150 et des brouettes. Le nombre de piqûres subies pendant mon aventure dans les nuages de la PMA. J'ai compté. Prises de sang comme injections. Celles de la phase de diagnostic, les prises de sang pour les dépistages, les vaccins à mettre à jour, les hormones de ma thyroïde rebelle à évaluer... Celles du volet des inséminations, fois 4. Celles du volet de la FIV et des transferts, fois 6. 150 minimum donc, et je n'en reviens toujours pas de les avoir acceptées sans broncher.
Parce qu'en plus, à part pour les prises de sang évidemment, je me suis injectée la plupart de ces piquouzes. Si on m'avait dit que j'en serais capable, je ne l'aurais pas cru. Mais je ne me voyais pas dépendre d'une infirmière, je voulais être active dans ce protocole qu'on subit. Peut-être prouver ma détermination? Je me disais qu'avec tous ces efforts, ce serait impossible-trop injuste-impensable que ça ne fonctionne pas. Je voulais souffler sur mon karma. Bref, "oui je le veux", je m'engageais à manier l'aiguille...
Je me souviens de ce rdv chez la doc qui me fait en vitesse une démonstration avec le stylo injectable, et qui termine par "voilà c'est pas difficile, vous verrez". Moi je ne voyais rien sauf mon énorme appréhension.

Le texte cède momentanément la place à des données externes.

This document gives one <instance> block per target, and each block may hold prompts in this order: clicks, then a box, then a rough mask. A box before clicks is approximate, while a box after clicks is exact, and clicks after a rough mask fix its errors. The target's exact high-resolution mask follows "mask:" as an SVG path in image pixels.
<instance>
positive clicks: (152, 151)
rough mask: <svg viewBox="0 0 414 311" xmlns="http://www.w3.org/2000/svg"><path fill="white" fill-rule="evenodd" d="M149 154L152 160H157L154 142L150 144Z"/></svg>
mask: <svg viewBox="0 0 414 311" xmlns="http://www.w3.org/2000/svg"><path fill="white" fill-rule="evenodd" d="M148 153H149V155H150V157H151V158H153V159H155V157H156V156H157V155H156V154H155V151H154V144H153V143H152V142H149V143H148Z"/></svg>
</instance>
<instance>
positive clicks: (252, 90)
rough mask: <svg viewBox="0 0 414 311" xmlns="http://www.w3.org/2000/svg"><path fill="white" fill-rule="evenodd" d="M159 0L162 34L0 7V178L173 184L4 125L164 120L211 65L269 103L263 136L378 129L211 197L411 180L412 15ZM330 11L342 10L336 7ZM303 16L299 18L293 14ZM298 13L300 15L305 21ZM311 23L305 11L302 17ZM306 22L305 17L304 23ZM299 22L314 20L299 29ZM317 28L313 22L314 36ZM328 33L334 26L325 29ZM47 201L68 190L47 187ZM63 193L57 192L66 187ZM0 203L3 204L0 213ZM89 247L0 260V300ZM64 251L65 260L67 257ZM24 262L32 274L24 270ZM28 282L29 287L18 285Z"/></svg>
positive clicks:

Et quelques jours après, c'était le fameux premier essai. On s'était posés dans la chambre, il avait pris sur lui pour venir avec moi et je voyais la peur dans ses yeux (il est ma force tranquille et a assuré sur tous les plans mais il n'a jamais aimé me voir me piquer, il faut bien qu'il ait des défauts). On tourne dans quel sens déjà? Et si je m'injecte de l'air? Il faut la faire à quelle heure déjà? J'étais sur le plus haut des plongeoirs, et je devais sauter. J'ai retenu mon souffle, je tremblais comme une feuille. Mais j'avais bossé le sujet sur des vidéos, des amis en pma m'avaient gentiment invités à assister à une piqûre, j'avais répété dans ma tête. J'ai piqué, puis je me suis allongée, et longtemps après seulement j'ai pensé à respirer à nouveau. Je me souviens comme si c'était hier de cette 1ère injection.
Ensuite la routine s'est installée, et je me suis blindée, avec de l'humour, des astuces et des rituels. Et pour les injections à la maison, un fameux panier en osier qui avait connu des piques-niques plus joyeux et qui participait alors à une autre forme de pique. C'était mon attirail dans un contenant plus sympa. La boite jaune pour les aiguilles, le coton, la bouteille d'alcool, la boite de gonal/ovitrelle sorti du frigo /ou autre joyeuse substance toute prête ou à mélanger, un crayon. Mon téléphone en mode alarme 5 minutes avant le créneau de piqûre pour avoir le temps, les jours de piqûres et leurs dosages inscrits sur la boite, que je barrais après chaque injection histoire de ne pas en oublier.
Il y a eu des râtés, des bleus monstrueux, des oublis de désinfecter la zone avant, des qui brûlent, des qui font des petites cloques sous la peau, des "j'ai plus d'espace sans hématomes", des ce-soir-j'ai-vraiment-pas-envie, des qui font saigner. Il y a eu des piqûres baroudeuses avec une jolie pochette isotherme en tissu, des lingettes désinfectantes et un petit pot avec couvercle. Dans la voiture éclairée au plafonnier, dans des toilettes inconnues, dans des chambres d'amis, des hôtels...c'était notre aventure en globe-piqueurs.
Quand c'était l'injection d'ovitrelle pour déclencher, je pensais à chaque fois que ça serait peut-être, non, certainement, la dernière. Que je n'en supporterais plus. Et puis je repartais, quand même.
Pour ces 150 piqûres, je remercie mes bourrelets sur le ventre à qui j'avais enfin trouvé une utilité. Je remercie l'équipe de pharmaciens qui m'ont fait des démos, ont réservé des stylos injectables à l'avance sans ordo, m'ont vue revenir après les échecs et m'ont reboostée. Je le remercie d'avoir été là prêt à serrer les dents pour venir tout près s'il fallait. Je remercie l'inventeur-trice du stylo auto-injectable parce que dis-donc, c'est quand même plus pratique. Je remercie ce mignon petit panier en osier qui a fait de ces épreuves un rituel rôdé, efficace et un peu moins désagréable en mettant une touche de personnel et de bucolique dans ce barda aseptisé. Je remercierais presque la PMA qui me fait maintenant ricaner quand j'ai une petite piqûre de rien du tout à faire...
Bizarrement, depuis qu'elle est arrivée, bébé nuage n'a encore jamais pleuré pendant une piqûre.